9. Create /var/www/dehydrated directory :

   mkdir /var/www/dehydrated

10. Accept let encrypt terms of license

    ./dehydrated --register --accept-terms

11. execute the script to create certificate

    ./dehydrated -c

12. Assign clientssl profiles
13. Install an iScript

Most welcome 🙂

You have made a nice "dehydrated" version of my article....;-)

Where can I get the 11.4 hook.sh & dehydrated scripts? I get error: + Done! + Creating fullchain.pem... Syntax Error: "default" unknown property

Looks like 11.4 using older syntax: ltm profile client-ssl /Common/clientssl { ca-file none cert /Common/default.crt cert-lifespan 30 cert-lookup-by-ipaddr-port disabled chain none client-cert-ca none crl-file none handshake-timeout 10 key /Common/default.key

while newer versions indeed using the "default" statement: app-service none cert /Common/default.crt cert-key-chain { default { cert /Common/default.crt key /Common/default.key } } chain none inherit-certkeychain true key /Common/default.key passphrase none }

I guess this script was written in newer version and does not exist for version 11.4

try to edit the following command in tmsh and find what is not working and change the hook script.

modify ltm profile client-ssl ${profile} cert-key-chain replace-all-with { default { key $key cert $cert } }

if you frequently add subdomains you can save yourself a little effort by building your domains list dynamically (this assumes that your vips are named for the fqdn so , shop.example.com, etc):

tmsh -q -c "cd /;list ltm virtual recursive" | awk 'BEGIN {RS="\n}"} !/\ none/ {print}'| grep ^ltm | awk '{print "/" $3}' | grep "domain$" | cut -d'/' -f3 | xargs

Hello,

If anyone have this error :

 ./dehydrated -c
 INFO: Using main config file .. config
: No such file or directory

In my case, this is hook file with bad encoding of end of line because file are created on Windows.

Hoping someone might have come across this before or can point me in the right direction?
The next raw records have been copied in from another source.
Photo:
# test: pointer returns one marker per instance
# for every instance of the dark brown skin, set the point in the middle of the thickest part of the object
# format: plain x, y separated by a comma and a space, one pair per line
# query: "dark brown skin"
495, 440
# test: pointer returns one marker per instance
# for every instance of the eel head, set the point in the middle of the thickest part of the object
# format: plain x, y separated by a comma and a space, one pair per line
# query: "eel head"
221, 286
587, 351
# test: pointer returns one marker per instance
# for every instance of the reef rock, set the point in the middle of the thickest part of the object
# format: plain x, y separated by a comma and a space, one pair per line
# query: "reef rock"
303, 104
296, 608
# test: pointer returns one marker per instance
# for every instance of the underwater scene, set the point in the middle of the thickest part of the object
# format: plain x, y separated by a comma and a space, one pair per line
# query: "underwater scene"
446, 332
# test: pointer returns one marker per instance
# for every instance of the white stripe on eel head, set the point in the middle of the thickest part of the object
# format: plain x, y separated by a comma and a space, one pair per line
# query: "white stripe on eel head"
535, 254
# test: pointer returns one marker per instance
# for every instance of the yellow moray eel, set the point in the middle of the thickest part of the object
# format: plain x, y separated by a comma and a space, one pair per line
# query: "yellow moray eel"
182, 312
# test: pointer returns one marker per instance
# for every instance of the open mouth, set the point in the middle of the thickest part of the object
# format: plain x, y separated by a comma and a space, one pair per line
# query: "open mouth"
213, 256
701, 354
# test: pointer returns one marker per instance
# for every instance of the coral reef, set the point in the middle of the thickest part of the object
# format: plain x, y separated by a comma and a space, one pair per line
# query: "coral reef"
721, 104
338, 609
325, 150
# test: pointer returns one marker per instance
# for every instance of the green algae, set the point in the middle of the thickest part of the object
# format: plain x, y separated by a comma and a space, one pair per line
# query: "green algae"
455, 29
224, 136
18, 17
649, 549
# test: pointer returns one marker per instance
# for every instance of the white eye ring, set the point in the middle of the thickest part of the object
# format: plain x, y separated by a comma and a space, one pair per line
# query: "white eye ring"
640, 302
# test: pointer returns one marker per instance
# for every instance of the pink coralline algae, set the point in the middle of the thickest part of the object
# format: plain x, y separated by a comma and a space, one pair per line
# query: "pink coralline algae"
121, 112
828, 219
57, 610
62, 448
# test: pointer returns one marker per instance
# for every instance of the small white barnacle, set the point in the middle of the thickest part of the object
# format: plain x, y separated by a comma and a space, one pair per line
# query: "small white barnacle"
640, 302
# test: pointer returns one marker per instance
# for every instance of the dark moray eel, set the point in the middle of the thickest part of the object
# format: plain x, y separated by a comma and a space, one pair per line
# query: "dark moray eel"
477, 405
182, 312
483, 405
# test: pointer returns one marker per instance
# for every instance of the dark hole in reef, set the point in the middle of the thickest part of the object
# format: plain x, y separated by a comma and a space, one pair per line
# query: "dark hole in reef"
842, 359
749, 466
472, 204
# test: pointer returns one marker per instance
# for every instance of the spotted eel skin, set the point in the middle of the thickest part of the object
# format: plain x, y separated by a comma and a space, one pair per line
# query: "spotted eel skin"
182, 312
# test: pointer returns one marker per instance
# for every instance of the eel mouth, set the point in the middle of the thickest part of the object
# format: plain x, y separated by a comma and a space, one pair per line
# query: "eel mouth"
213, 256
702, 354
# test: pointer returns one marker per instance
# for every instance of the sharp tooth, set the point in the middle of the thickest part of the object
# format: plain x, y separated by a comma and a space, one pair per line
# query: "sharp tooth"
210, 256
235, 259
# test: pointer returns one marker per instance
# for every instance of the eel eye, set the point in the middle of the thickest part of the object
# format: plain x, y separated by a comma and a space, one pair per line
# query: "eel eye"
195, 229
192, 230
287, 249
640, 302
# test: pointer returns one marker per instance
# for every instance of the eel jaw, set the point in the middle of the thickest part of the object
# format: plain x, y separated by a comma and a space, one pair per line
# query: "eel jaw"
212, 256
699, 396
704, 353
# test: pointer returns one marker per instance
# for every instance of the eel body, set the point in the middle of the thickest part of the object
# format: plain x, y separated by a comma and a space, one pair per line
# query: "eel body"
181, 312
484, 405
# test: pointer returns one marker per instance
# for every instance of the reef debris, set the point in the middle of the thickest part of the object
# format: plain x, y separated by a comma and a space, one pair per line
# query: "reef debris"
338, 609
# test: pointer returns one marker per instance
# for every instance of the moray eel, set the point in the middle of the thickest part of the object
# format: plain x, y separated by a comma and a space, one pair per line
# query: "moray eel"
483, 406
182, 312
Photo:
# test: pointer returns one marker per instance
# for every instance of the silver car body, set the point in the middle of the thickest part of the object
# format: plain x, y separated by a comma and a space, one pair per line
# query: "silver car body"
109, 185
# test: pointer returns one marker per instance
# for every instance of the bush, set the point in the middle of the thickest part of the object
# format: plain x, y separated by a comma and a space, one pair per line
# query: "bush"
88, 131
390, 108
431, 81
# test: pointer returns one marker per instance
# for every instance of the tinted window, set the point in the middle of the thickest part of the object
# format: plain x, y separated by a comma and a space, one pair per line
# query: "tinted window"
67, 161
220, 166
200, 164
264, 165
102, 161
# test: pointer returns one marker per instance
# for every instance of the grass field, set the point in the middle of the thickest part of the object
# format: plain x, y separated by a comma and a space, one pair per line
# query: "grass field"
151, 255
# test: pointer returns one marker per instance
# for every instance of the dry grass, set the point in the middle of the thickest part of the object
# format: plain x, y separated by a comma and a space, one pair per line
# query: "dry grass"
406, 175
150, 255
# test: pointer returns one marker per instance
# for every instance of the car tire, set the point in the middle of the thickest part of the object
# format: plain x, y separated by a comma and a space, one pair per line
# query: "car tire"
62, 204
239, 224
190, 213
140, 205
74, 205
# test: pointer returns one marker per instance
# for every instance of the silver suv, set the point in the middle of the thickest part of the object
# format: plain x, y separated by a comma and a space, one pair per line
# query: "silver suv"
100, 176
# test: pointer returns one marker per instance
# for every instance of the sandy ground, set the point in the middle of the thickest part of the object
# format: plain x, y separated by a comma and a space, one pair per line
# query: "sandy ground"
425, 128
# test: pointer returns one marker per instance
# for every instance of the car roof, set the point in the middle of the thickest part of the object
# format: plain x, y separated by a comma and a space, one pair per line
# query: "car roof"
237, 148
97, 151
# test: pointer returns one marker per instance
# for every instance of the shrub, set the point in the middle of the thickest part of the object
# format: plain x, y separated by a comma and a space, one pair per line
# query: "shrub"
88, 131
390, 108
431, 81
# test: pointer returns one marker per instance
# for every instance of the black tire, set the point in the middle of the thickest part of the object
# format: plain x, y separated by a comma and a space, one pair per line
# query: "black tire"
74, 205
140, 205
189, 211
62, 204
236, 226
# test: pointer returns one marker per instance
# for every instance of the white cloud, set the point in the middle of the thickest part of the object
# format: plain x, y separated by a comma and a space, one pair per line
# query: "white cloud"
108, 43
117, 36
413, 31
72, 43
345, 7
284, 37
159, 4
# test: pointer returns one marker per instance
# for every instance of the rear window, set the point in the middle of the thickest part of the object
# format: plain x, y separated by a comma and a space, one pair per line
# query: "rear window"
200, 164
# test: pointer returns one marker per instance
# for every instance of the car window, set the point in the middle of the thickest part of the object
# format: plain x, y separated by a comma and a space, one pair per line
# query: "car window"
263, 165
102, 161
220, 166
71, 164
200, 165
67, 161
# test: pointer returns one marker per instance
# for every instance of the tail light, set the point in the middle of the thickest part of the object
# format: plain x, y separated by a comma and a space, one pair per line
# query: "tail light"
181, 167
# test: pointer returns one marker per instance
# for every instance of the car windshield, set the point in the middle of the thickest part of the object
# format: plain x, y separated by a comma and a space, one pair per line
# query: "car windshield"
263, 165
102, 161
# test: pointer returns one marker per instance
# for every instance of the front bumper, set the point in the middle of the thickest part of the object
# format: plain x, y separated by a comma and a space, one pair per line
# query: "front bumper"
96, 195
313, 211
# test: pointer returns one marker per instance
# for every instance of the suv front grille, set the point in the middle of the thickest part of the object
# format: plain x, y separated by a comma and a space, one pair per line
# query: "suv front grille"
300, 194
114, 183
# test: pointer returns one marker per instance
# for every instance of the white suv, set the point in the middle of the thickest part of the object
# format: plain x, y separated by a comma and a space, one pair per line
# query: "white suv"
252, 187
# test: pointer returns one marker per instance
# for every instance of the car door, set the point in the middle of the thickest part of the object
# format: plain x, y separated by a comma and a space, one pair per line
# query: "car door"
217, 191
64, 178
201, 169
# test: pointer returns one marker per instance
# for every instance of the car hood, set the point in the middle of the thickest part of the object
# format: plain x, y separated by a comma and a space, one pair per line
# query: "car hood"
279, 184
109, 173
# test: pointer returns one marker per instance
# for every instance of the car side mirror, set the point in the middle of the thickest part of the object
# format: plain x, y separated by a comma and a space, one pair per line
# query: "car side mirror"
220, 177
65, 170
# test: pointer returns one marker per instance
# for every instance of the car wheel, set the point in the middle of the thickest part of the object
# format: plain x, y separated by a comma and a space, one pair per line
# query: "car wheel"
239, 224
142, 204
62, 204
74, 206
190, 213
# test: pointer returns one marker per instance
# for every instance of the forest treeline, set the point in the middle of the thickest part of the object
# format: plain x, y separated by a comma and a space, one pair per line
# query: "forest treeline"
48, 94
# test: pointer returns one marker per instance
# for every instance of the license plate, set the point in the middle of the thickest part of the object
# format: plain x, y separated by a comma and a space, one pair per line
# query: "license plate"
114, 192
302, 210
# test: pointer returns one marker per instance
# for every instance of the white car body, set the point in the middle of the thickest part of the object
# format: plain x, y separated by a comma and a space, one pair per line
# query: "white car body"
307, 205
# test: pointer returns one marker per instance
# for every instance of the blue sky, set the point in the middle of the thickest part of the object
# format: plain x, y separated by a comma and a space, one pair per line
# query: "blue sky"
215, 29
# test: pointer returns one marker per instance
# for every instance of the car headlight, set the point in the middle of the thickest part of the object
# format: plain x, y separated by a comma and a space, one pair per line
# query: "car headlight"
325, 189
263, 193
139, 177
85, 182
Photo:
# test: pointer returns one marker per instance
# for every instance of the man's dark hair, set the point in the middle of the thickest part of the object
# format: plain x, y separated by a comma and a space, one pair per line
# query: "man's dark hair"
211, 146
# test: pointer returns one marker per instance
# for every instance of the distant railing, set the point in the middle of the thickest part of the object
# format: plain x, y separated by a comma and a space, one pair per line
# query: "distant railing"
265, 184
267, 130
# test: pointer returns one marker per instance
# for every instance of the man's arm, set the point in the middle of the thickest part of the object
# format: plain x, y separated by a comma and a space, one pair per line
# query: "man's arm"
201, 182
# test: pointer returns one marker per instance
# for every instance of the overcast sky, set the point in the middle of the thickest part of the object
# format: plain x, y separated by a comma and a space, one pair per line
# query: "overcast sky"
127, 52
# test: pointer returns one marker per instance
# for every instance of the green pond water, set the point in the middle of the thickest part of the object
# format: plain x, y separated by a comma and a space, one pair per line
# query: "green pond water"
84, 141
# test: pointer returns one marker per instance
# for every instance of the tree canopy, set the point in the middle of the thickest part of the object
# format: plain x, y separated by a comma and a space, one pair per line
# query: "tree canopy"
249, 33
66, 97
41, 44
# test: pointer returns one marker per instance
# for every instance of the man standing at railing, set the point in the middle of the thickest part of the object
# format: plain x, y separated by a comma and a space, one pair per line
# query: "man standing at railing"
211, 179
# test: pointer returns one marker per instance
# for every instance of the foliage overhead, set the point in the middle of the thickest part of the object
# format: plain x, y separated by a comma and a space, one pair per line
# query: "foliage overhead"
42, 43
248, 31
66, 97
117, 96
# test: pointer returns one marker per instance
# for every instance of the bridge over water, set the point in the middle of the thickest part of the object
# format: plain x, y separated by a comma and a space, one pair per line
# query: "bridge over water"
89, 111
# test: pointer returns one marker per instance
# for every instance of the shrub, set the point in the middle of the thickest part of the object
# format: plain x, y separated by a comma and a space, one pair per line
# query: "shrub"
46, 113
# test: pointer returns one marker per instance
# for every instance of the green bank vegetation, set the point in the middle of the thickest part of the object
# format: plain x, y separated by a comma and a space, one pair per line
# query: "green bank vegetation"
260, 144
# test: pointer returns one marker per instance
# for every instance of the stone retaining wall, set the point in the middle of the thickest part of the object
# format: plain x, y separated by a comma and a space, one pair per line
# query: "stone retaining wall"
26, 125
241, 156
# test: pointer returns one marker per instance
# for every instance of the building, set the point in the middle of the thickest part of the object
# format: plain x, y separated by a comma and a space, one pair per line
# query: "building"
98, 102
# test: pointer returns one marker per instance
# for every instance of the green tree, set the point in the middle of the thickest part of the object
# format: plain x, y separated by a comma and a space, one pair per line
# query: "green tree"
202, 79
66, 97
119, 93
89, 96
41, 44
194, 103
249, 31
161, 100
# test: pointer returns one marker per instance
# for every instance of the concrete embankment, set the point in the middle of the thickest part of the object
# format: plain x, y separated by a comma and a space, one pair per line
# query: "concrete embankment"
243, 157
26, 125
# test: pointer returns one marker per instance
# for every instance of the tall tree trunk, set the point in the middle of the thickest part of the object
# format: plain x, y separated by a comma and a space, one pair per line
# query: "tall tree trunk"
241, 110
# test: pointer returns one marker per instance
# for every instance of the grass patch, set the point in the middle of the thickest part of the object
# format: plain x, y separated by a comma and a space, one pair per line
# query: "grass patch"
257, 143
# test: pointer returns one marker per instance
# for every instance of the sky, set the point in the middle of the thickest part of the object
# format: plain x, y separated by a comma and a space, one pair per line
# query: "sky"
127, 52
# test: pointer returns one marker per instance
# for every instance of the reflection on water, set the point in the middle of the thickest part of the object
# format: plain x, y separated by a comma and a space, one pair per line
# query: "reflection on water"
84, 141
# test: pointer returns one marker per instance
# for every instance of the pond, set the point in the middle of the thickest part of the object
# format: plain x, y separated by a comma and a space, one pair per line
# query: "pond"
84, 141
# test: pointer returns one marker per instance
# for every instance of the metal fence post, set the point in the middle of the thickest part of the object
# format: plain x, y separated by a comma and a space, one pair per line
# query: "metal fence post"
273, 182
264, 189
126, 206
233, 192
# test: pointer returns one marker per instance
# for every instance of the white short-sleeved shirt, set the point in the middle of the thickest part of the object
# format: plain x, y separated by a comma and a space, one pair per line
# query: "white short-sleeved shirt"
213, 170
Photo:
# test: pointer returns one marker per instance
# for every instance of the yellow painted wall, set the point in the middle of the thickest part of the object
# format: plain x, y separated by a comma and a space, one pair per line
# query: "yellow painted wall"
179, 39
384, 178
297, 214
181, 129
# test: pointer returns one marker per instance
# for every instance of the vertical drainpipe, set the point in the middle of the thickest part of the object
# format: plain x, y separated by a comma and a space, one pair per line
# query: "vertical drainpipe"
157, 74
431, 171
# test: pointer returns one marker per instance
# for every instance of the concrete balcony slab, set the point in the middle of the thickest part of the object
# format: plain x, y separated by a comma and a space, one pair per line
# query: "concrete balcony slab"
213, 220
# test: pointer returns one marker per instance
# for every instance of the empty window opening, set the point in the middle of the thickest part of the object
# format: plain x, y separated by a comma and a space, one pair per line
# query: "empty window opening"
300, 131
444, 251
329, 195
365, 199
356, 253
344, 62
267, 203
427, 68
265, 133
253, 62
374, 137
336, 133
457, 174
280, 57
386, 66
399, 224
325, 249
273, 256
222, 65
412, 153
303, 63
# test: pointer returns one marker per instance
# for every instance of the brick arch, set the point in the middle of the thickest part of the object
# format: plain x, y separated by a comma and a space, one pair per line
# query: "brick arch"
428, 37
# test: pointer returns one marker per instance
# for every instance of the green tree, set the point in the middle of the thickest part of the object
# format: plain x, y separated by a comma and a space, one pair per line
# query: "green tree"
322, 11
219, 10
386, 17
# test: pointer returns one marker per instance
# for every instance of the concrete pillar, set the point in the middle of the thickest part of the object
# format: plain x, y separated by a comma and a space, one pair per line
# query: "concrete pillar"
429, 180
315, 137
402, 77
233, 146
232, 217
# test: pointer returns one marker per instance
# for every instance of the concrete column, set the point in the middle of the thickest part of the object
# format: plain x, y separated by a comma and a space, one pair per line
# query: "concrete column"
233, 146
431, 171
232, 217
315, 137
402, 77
I'm currently using VE of BIG-IP running 11.6.1 Build 0.0.317 Final. I have everything in place just like the article explains but I'm getting following messages.

01070712:3: file (/home/admin/dehydrated/shared/letsencrypt/certs/qa.pdaa.penton.com/privkey.pem) expected to exist.

01070712:3:file(/home/admin/dehydrated/shared/letsencrypt/certs/qa.pdaa.penton.com/fullchain.pem) expected to exist.

010717e3:3: Client SSL profile must have RSA certificate/key pair.

Vince, you need to move the script out of "/home" as this filesystem is very small and not intended to be used like this. Use /shared instead and then make sure backup handles this as well.

I haven't seen your errors before but can you verify that the files are in order and exist?

Looking at some SElinux stuff it could be an explanation as to why it can't find the files. Just a thought.

Thanks for the quick response and for the work you put into this, great stuff. As for the privky and fullchain they do they do exist under the certs directory. I even went through the process of manually adding them to the f5 and re-running dehydrated as test but saw the same result. I’ll move the entire directory out of home as you suggest and try again.